Said differently, the Russell 2000 includes the worst-performing large caps of the previous year. Companies often find their way into the Russell 2000 twice: during their early years when they are full of promise and their stocks rise, and then on their way down as prospects fade. In 2001, there were about 108 companies that moved from the Russell 1000 large-cap index into the Russell 2000. On average, these 108 stocks were down 62% in the year ended June 29, compared with -16% for the Russell 1000 and -1% for the Russell 2000. Interestingly, about 150 stocks joined the Russell 1000 from the 2000 on June 30 and were up an average of 57% for the same period.
The S&P 600 requires less speculation than the Russell. This matters because, in my view, S&P's methodology rewards managers for spending their time discovering good investments rather than speculating to outwit index construction. The annual reconstitution of the Russell 2000 inevitably sparks keen interest among portfolio managers who believe it is structurally disadvantaged compared with the S&P 600.
The entire Russell rebalancing exercise creates distortions to stock prices and promotes time-consuming index speculation by small-cap managers. This steals time from portfolio managers, who must work to ensure that their clients are not at a competitive disadvantage vs. the index and peers who successfully speculate to outwit the rebalancing. About 30% of the Russell is new each year. Portfolio managers anecdotally indicate that when a company joins or exits the Russell index, its value increases or decreases an average of 30%, independent of market returns. For the year ended June 29, there were approximately 609 companies added to the Russell 2000; this group was up an average 61% for the year, a figure many believe is too high to be explained by fundamentals alone. Small-cap investors cannot afford to miss a 30% relative move in approximately 30% of the index.

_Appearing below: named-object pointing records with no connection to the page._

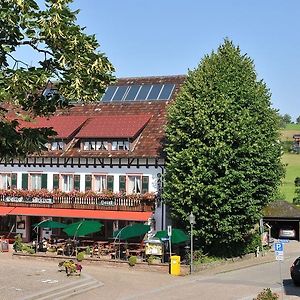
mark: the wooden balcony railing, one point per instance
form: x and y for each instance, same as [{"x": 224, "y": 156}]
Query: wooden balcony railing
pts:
[{"x": 126, "y": 203}]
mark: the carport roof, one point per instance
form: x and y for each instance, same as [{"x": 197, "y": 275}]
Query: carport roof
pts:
[{"x": 281, "y": 209}]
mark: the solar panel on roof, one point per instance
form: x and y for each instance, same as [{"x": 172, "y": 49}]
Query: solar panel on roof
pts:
[
  {"x": 153, "y": 95},
  {"x": 110, "y": 91},
  {"x": 132, "y": 92},
  {"x": 120, "y": 93},
  {"x": 143, "y": 93},
  {"x": 166, "y": 91},
  {"x": 138, "y": 92}
]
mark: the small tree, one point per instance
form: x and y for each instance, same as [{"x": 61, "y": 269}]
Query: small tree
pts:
[{"x": 223, "y": 154}]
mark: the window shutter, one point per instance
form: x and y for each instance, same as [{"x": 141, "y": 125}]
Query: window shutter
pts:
[
  {"x": 145, "y": 184},
  {"x": 88, "y": 182},
  {"x": 14, "y": 180},
  {"x": 77, "y": 182},
  {"x": 110, "y": 183},
  {"x": 122, "y": 183},
  {"x": 44, "y": 181},
  {"x": 25, "y": 181},
  {"x": 55, "y": 181}
]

The S&P 600 methodology is better because the two most important tasks for an index are to accurately represent sector weightings and to be an appropriate measure of manager performance. Russell weightings do not reflect, in my opinion, either the full small-cap market weighting or the true preferences of institutional managers. From conversations, portfolio managers believe the inappropriate weightings of the Russell, particularly in financials, technology and energy, distort their behavior.
The method of reconstitution for the S&P 600 is superior. I like the human screening process that provides a quantitative and qualitative approach to constructing the S&P indexes. S&P's "as needed" continual rebalancing approach allows companies to leave the index when appropriate (if they are too large, small or irrelevant to be representative of the small caps), not just once a year. Typically, two companies per month enter and exit the S&P 600, and the market impact of the changes on the index is small.
No index is a perfect proxy, and the S&P 600 possesses shortcomings. But at the end of the day, it strikes me that the Russell 2000 is disadvantaged by its methodology in relation to the S&P 600.
James H. Furey is small-cap strategist at J.P. Morgan Securities Inc., New York. His commentary is adapted from a longer analysis.